Mientras Alepo sigue siendo el blanco de bombardeos aéreos implacables, es posible imaginar el siguiente escenario según lo narrado por un niño de 10 años de edad.

“Todos estábamos acurrucados en un cuarto trasero de nuestra casa. Nos habían pedido que nos fuéramos, ya que la mayoría de nuestros vecinos ya se habían ido, pero mi abuela gritó a lo que ella consideró intrusos: ‘¿Cómo creen que puedo dejar a mi marido, que es incapaz de moverse?’ Los hombres que luchaban afuera de nuestra casa tal vez se dieron cuenta de que podían ganar una batalla, pero que perderían la guerra contra la determinación de mi abuela. Ahora, aunque quisiéramos, no podríamos dejarla.”

“Miré a mi abuelo, sentado en su silla de ruedas, mirando más allá en el espacio sin entender lo que estaba pasando. Hizo una señal a mi hermana y le pidió leche. Ella sólo movió la cabeza hasta que mi hermano mayor vino a su rescate y le dijo el abuelo, “Espere un poco, abuelo, yo se la traigo más tarde.’”

“Mientras tanto el ruido afuera se hizo ensordecedor. El frente de nuestra casa fue casi destruido y el yeso continuó cayendo en pedazos de las paredes. Mi padre continuaba sin ser encontrado por ninguna parte, por lo que mi madre se convirtió en la cabeza de la familia. Ella no estaba acostumbrada a ese papel, y tuvo dificultades para dar órdenes a mi hermano, que tenía 11 años de edad y mis dos hermanas, de cuatro y dos años de edad. Yo, con mis diez años, traté de ayudarla tanto como pude.”

“Mientras yo estaba pensando en lo que estaba pasando, escuchamos un ruido horrible. Miré a través de una de las puertas hacia la parte delantera de la casa. Parte del techo se había caído, aplastando totalmente el piano, que en tiempos normales mi hermano solía tocar en su tiempo libre después de la escuela.”
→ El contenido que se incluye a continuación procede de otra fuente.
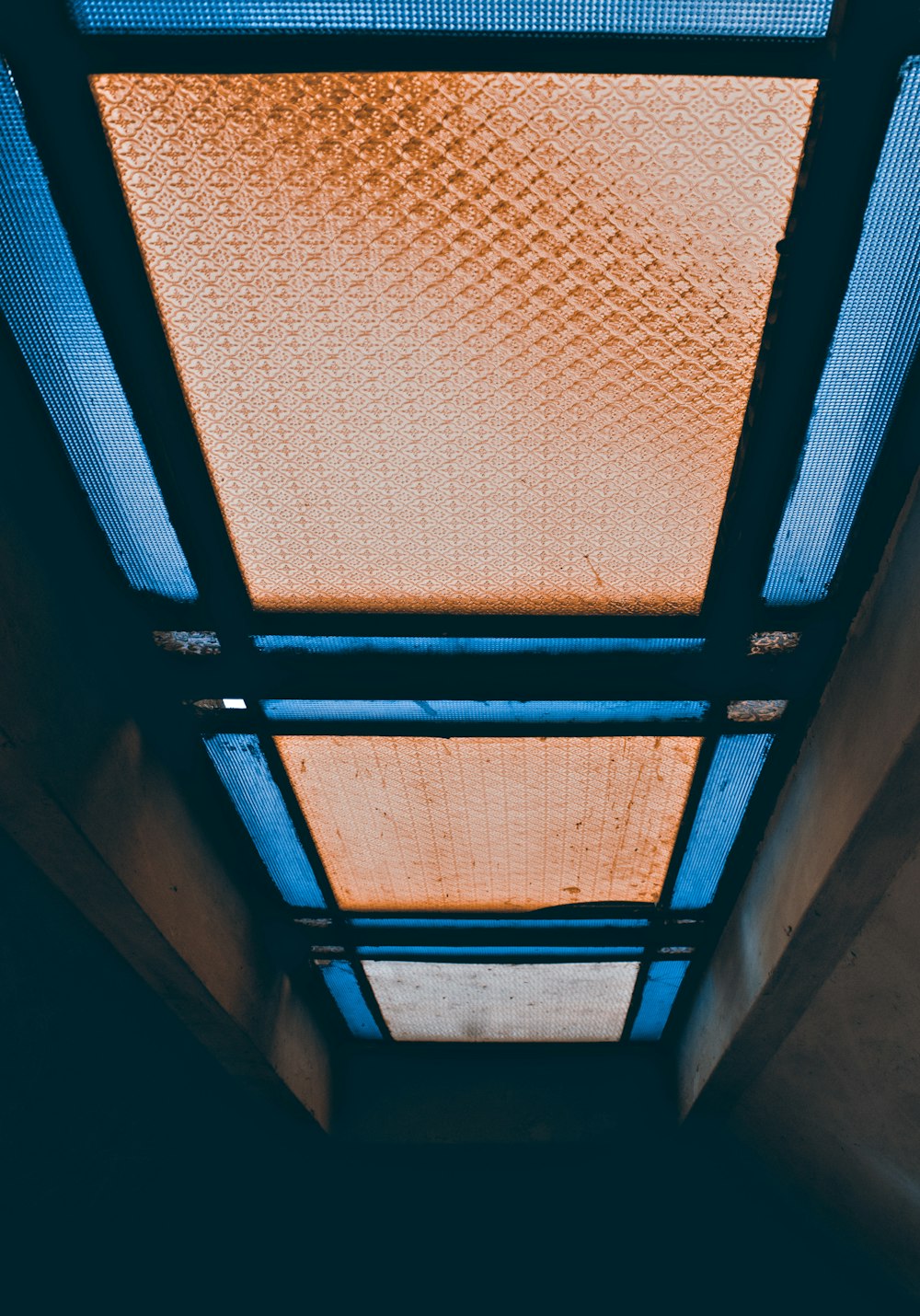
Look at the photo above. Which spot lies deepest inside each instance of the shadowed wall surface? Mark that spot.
(137, 1172)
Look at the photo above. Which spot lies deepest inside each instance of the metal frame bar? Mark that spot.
(857, 67)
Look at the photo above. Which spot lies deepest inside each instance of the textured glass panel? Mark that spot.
(504, 924)
(45, 302)
(486, 953)
(443, 645)
(259, 802)
(503, 1003)
(755, 710)
(630, 17)
(420, 823)
(871, 351)
(339, 978)
(659, 997)
(730, 783)
(480, 710)
(467, 342)
(198, 642)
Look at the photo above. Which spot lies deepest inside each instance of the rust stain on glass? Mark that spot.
(464, 342)
(422, 823)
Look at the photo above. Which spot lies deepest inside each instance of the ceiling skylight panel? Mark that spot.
(871, 352)
(629, 17)
(467, 342)
(247, 779)
(503, 1003)
(492, 824)
(48, 308)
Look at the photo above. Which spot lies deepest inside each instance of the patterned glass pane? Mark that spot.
(464, 341)
(503, 1003)
(407, 823)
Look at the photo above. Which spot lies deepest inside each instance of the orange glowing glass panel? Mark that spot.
(422, 823)
(465, 342)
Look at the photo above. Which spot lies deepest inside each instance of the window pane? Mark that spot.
(498, 824)
(503, 1003)
(466, 342)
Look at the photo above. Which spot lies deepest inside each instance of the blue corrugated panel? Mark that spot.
(630, 17)
(871, 351)
(730, 783)
(46, 306)
(485, 710)
(339, 976)
(659, 997)
(500, 924)
(247, 778)
(488, 953)
(465, 645)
“Me repetí a mí mismo ‘tiempos normales’ y me di cuenta que nunca sabré de nuevo lo que eran realmente aquellos tiempos, cuando decíamos adiós a nuestro padre en la puerta de nuestra casa cuando él iba a trabajar por la mañana, y luego mi hermano salía para la escuela; los momentos en los que todos regresábamos y nos reuníamos para el almuerzo, preparado con amor por mi madre y mi abuela. Sólo el abuelo estaba ausente, quiero decir no físicamente sino mentalmente, viviendo en su propio mundo. “

“Después de unos días, la naturaleza naturalmente dulce de mi madre había cambiado totalmente. De ser una persona de buen humor, optimista, siempre cantando o tarareando una canción árabe se convirtió en una persona que casi no reconozco. Una vez una mujer orgullosa, cuidadosamente vestida, ahora estaba casi siempre despeinada, hablando con dureza, no sólo a nosotros, sino también a su propia madre, algo que nunca había hecho antes.”
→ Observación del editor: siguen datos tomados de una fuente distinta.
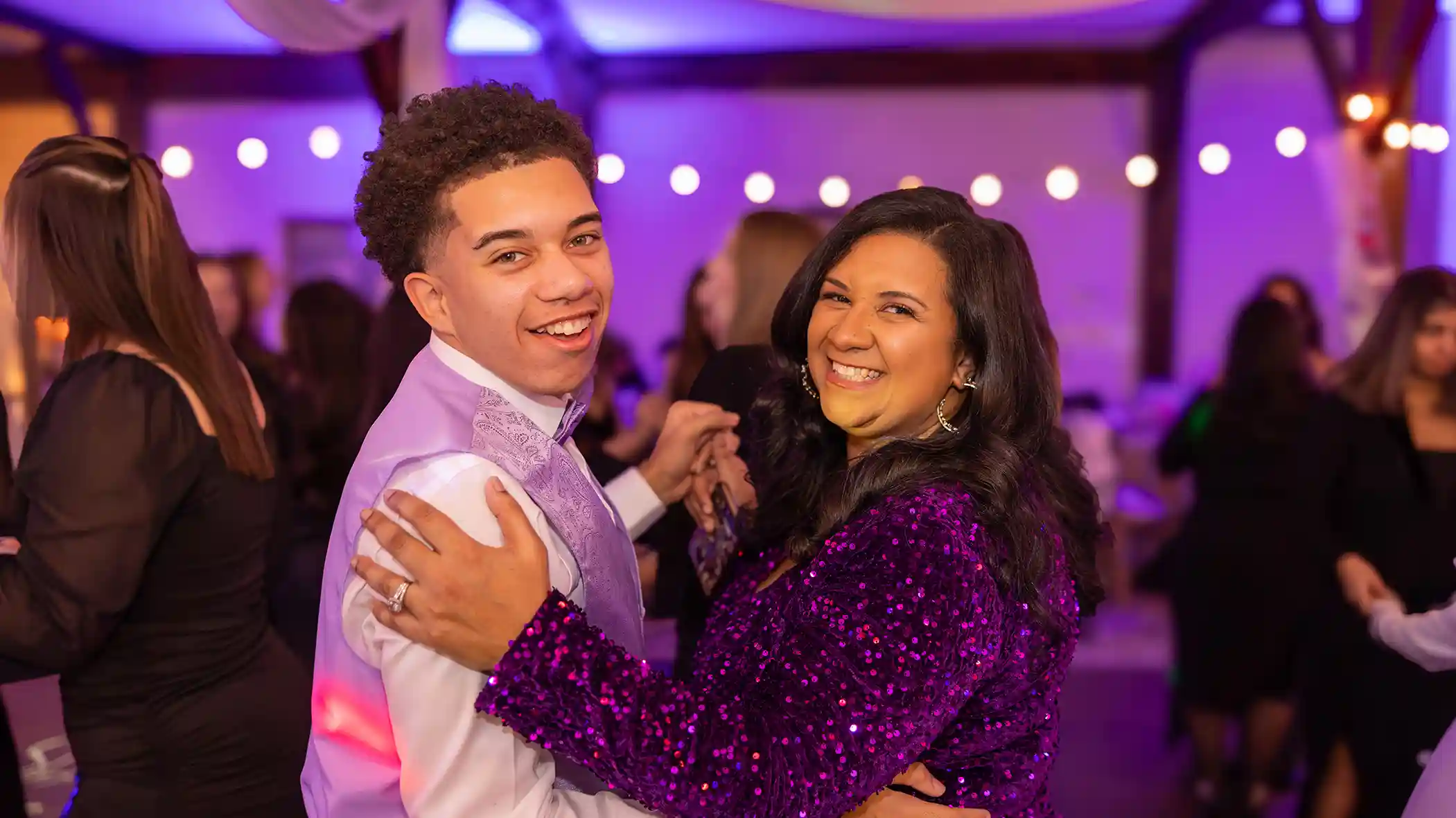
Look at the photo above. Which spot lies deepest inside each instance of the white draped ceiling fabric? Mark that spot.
(326, 26)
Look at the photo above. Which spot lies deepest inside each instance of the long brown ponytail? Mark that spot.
(94, 236)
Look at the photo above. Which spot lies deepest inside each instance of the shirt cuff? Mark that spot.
(637, 503)
(1382, 614)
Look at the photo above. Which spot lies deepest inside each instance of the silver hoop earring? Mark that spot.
(805, 382)
(940, 415)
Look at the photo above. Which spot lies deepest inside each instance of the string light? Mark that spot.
(252, 153)
(324, 141)
(611, 169)
(1398, 136)
(1142, 170)
(1420, 136)
(1290, 141)
(177, 162)
(986, 190)
(759, 188)
(683, 179)
(1062, 182)
(834, 191)
(1439, 140)
(1360, 107)
(1213, 159)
“De repente oímos los pasos de alguien corriendo hacia nuestra casa y luego un gran ruido en la puerta delantera. Todos estábamos paralizados por el miedo excepto mi hermano, que corrió hacia la puerta. Abriéndola un poco pudo ver a un hombre joven totalmente cubierto de sangre, gritando de dolor. Segundos después el hombre se desmayó y cayó al suelo. Mi hermano inmediatamente cerró la puerta y regresó a la habitación de atrás donde estábamos todos sentados, aterrorizados”.

“Él describió lo que vio, pero mi madre se negó a hacer cualquier cosa por el joven que yacía en la puerta. Mi abuela, sin embargo, no podía estar quieta. Ella le gritó a mi madre que no podía dejar que alguien, no importa quien fuera, pudiera morir solo, como un animal abandonado. No pude contener mis lágrimas.”

“Finalmente, al ver que ella sería incapaz de calmar a mi abuela, mi madre cedió y se fue con mi hermano a la puerta, donde ambos entraron al joven. La abuela trajo una toalla mojada y lo limpió. Él abrió los ojos lentamente, dolorosamente, lleno de terror. Apenas alcanzó a decir gracias cuando se le cerraron los ojos para siempre.”

Estos pensamientos me persiguen cuando veo las imágenes de los refugiados sirios, particularmente las mujeres y los niños, quienes tienen que mendigar su sobrevivencia a los países que, a regañadientes, aceptan recibirlos.